The 3 Reasons I Do Really Want To Win All That Lottery Money

Steven and I aren’t lottery addicts. In fact, we don’t really gamble much at all, which makes it sort of ironic that we were the couple who ended up having a big destination wedding at The Venetian in Las Vegas. Between the two of us, we maybe dropped a whopping $20 total into a couple of slot machines while we were there.

But, there comes a point where even we get sucked into playing the lottery. There’s just something about seeing that jackpot number climb into the hundreds of millions that gets even the most cynical person’s imagination going. We start formulating a gameplan to spend our imaginary riches. We dream of a life free of mortgage payments and student loan debt and trimming our household budget to accommodate the rising price of gas and groceries. We dream of a life free of money-related woes.

When the jackpots reach epic proportions, like tonight’s record $640 million, it always irritates me to see stories popping up like this one…

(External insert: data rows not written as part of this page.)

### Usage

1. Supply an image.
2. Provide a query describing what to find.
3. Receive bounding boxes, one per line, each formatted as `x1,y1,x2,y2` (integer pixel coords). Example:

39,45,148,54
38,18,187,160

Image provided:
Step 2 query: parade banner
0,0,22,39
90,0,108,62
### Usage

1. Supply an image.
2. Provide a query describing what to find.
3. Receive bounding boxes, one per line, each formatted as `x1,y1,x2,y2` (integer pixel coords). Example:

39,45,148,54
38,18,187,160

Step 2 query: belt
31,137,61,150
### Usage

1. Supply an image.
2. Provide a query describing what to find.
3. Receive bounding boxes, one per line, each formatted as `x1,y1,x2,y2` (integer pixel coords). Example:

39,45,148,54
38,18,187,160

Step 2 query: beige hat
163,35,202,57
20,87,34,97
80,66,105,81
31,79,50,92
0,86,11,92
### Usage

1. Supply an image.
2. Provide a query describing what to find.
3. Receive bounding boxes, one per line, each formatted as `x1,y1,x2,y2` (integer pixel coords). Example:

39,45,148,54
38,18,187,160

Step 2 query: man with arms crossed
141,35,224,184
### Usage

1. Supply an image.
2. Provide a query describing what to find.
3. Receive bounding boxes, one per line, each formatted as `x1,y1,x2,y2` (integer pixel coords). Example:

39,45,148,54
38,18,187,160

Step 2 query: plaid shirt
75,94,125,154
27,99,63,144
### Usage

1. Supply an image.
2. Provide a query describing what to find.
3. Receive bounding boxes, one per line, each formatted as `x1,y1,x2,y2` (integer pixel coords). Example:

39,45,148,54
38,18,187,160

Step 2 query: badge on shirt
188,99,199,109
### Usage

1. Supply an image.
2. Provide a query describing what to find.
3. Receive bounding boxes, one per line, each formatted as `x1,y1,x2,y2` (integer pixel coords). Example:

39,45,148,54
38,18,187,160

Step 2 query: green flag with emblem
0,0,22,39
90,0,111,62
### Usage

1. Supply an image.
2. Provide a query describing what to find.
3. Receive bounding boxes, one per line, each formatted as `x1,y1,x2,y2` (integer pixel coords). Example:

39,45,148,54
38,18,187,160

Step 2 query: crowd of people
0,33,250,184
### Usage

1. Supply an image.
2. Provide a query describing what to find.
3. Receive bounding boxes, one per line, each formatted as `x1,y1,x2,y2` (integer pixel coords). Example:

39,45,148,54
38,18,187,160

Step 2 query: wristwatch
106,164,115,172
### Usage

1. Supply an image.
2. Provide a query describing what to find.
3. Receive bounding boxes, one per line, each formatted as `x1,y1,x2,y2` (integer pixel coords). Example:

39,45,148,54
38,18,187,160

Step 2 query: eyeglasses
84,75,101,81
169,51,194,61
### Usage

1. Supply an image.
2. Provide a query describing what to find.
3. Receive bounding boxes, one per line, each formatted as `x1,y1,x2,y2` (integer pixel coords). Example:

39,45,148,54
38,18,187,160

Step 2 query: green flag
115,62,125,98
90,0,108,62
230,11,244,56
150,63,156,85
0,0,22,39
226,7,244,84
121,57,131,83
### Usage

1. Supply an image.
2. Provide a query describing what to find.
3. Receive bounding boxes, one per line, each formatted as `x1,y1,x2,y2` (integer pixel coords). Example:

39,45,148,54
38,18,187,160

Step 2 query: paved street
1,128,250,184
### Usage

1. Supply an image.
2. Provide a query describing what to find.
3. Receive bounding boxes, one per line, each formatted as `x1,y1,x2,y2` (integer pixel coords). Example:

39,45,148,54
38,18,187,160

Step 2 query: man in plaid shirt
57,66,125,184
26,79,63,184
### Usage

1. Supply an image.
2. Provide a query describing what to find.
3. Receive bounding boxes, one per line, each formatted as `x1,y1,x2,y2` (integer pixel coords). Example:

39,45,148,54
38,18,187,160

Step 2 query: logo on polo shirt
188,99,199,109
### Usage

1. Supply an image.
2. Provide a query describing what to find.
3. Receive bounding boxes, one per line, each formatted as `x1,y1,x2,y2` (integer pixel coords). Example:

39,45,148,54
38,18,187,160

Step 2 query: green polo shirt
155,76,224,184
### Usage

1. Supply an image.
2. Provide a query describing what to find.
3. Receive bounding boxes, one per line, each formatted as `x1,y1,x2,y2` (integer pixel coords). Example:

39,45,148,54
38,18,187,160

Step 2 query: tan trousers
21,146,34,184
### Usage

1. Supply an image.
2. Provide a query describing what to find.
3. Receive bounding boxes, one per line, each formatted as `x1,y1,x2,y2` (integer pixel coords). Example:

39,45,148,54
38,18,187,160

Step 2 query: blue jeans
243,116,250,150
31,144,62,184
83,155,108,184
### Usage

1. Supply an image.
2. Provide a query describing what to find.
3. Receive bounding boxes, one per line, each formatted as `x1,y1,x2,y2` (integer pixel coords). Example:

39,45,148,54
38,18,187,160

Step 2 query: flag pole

5 Reasons You Really Don’t Want To Win All That Lottery Money

Really?

I mean, I’m a writer, so I understand getting creative and looking for a fresh angle on a story. Everyone’s writing about the ginormous jackpot and smart ways to spend the winnings, so why not try to come up with a fresh idea. But coming up with a list of reasons why people don’t wanto win $640 million? Even fiction writers like Stephen King and J.K. Rowling wouldn’t try to spin such a far-fetched tale. Honestly, who in their right mind wouldn’t want to hit that jackpot?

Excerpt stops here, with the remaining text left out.